4 minutes
Semantic Search Using PostgreSQL & pgvector
Introduction
I’ve been playing with semantic search because sometimes keyword-based lookups just don’t cut it, especially when I want to find conceptually similar documents rather than ones that happen to share the same words. By using PostgreSQL’s pgvector extension, I can keep everything in a relational database I already use, while getting fast, approximate nearest-neighbor search on embeddings I generate locally.
Why I Like This Setup
- Unified Stack: No need for a separate vector DB; just extend Postgres.
- SQL Power: I can combine vector similarity with regular SQL filters (dates, tags, user IDs).
- Simplicity: One database to backup, one set of credentials, and everything lives in my existing infra.
High-Level Flow
Here’s how my semantic search pipeline flows:
- Install pgvector – Enable the extension in Postgres.
- Embed Data – Generate embeddings for each document or text chunk with a local model.
- Store Embeddings – Insert embeddings into a vector column in a Postgres table.
- Query by Similarity – Use
<->
operator to find nearest neighbors to a query embedding.
I’ll dive into each step with code samples and tips that helped me avoid common pitfalls.
1. Installing pgvector
Why: pgvector adds a vector
type and similarity operators right inside Postgres.

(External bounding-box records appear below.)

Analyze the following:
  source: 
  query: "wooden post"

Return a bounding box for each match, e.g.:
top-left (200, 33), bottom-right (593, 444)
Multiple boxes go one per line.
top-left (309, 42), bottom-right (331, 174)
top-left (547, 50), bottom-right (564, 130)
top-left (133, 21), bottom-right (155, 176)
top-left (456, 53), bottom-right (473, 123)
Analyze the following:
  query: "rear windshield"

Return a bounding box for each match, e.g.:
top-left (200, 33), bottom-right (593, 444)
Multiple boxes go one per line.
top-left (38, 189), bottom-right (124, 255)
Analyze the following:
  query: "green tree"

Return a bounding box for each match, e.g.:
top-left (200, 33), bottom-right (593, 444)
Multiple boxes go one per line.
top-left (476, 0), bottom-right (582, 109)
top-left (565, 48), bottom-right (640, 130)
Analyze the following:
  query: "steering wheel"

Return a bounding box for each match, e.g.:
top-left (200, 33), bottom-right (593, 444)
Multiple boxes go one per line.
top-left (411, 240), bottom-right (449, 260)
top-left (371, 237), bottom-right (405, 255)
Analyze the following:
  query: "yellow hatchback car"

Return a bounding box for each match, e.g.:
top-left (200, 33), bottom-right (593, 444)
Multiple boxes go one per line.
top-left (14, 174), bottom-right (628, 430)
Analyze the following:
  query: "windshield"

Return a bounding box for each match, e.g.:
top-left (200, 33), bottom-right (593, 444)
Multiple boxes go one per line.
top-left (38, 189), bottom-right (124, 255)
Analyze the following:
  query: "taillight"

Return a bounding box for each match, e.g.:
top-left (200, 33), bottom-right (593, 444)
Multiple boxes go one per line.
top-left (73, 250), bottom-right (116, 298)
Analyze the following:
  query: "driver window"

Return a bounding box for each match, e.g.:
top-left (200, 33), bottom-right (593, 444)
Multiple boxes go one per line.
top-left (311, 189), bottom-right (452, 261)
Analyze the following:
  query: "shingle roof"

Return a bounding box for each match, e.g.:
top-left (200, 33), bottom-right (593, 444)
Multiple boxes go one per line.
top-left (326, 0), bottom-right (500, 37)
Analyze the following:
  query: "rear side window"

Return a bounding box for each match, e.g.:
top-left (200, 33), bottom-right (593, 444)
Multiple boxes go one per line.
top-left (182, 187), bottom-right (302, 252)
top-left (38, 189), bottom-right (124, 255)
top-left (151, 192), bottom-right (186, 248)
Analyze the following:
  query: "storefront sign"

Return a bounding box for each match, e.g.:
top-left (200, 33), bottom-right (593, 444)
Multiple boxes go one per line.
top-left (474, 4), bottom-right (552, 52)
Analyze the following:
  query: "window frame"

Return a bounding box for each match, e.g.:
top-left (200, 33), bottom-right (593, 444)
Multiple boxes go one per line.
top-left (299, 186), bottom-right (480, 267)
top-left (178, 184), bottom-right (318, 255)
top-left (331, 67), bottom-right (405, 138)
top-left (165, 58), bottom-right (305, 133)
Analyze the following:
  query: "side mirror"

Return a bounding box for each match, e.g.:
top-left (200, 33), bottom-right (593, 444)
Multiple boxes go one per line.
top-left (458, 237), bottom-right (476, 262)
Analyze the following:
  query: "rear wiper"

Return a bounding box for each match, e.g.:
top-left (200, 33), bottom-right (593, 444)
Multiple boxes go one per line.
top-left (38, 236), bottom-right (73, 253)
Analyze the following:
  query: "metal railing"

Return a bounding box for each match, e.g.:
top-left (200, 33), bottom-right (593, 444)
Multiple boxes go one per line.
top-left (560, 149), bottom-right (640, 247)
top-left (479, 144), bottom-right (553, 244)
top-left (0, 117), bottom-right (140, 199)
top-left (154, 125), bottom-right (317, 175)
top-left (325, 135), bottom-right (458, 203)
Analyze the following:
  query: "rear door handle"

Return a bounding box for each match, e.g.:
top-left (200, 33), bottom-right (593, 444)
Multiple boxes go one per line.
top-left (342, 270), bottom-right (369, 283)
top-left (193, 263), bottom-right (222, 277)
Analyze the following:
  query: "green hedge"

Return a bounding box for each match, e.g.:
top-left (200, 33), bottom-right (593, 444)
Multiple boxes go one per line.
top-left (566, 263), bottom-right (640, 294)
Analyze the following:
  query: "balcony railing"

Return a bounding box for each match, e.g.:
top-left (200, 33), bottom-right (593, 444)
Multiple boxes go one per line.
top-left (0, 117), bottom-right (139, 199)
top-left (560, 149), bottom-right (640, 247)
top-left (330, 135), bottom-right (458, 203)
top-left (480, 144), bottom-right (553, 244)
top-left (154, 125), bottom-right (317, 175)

-- Run this once per database
enable_extension = "CREATE EXTENSION IF NOT EXISTS vector;"
-- Verify it’s available
SELECT * FROM pg_extension WHERE extname = 'vector';
If you’re using Docker, a quick Dockerfile snippet:
FROM postgres:15
RUN apt-get update && apt-get install -y postgresql-server-dev-15 build-essential && \
git clone https://github.com/pgvector/pgvector.git && \
cd pgvector && \
make && make install
Once pgvector is loaded, I restart my Postgres container or service and I’m good to go.
2. Generating Embeddings
Why: I need consistent embeddings for both my stored data and any query text.
My Model: I stick with all-MiniLM-L6-v2
for embeddings, same as my summarization pipeline, keeps things consistent.
from transformers import AutoTokenizer, AutoModel
import torch
# Load once
tokenizer = AutoTokenizer.from_pretrained("sentence-transformers/all-MiniLM-L6-v2")
model = AutoModel.from_pretrained("sentence-transformers/all-MiniLM-L6-v2")
def get_embedding(text):
inputs = tokenizer(text, return_tensors='pt', truncation=True, padding=True)
with torch.no_grad():
outputs = model(**inputs)
return outputs.last_hidden_state.mean(dim=1).squeeze().tolist()
# Example
docs = ["This is a sample document.", "Another text goes here."]
embeddings = [get_embedding(d) for d in docs]
print(f"Generated {len(embeddings)} embeddings.")
I always sanity-check embedding lengths, should be 384 floats, and occasionally eyeball a few values to ensure they’re not all zeros or NaNs.
3. Storing Embeddings in Postgres
Why: Getting data into the DB ensures I can query it with SQL tools and integrate with my dashboards.
-- Table creation
drop_and_create = "DROP TABLE IF EXISTS documents;"
create_table = '''
CREATE TABLE documents (
id SERIAL PRIMARY KEY,
title TEXT,
content TEXT,
embedding VECTOR(384)
);
'''
-- Inserting from Python (psycopg2 example)
import psycopg2
conn = psycopg2.connect(dbname='mydb', user='me', password='pass')
cur = conn.cursor()
for title, doc, emb in zip(titles, docs, embeddings):
cur.execute(
"INSERT INTO documents (title, content, embedding) VALUES (%s, %s, %s);",
(title, doc, emb)
)
conn.commit()
Make sure to convert the Python list to a Postgres array or vector literal. I usually do embedding::vector
casting in the SQL driver config.
4. Running Similarity Queries
Why: This is where the magic happens, finding similar docs by vector distance.
-- Find top 5 docs similar to a query embedding
enum_query = '[0.12, -0.34, ...]' -- output of get_embedding()
SELECT id, title, content
FROM documents
ORDER BY embedding <-> enum_query::vector
LIMIT 5;
In Python I wrap that into a helper:
def search_similar(query_text, k=5):
q_emb = get_embedding(query_text)
cur.execute(
"SELECT title, content FROM documents ORDER BY embedding <-> %s::vector LIMIT %s;",
(q_emb, k)
)
return cur.fetchall()
# Usage
results = search_similar("How to set up a pgvector database?", k=3)
for title, content in results:
print(f"- {title}")
A couple of gotchas I learned:
Indexing: For large tables (>10k rows), create an
ivfflat
index to speed up queries.CREATE INDEX ON documents USING ivfflat (embedding vector_l2_ops) WITH (lists = 100);
Analyze: Remember to
ANALYZE documents
after bulk loads so Postgres knows about data distribution.
Wrapping Up
That’s my go-to setup for semantic search in Postgres. I can combine this with other SQL filters (dates, tags) or even join with metadata tables. All my data stays private, and I get flexible querying without the overhead of a specialized vector DB. Next, I’ll hook this into a simple Flask app so I can play with search in my browser.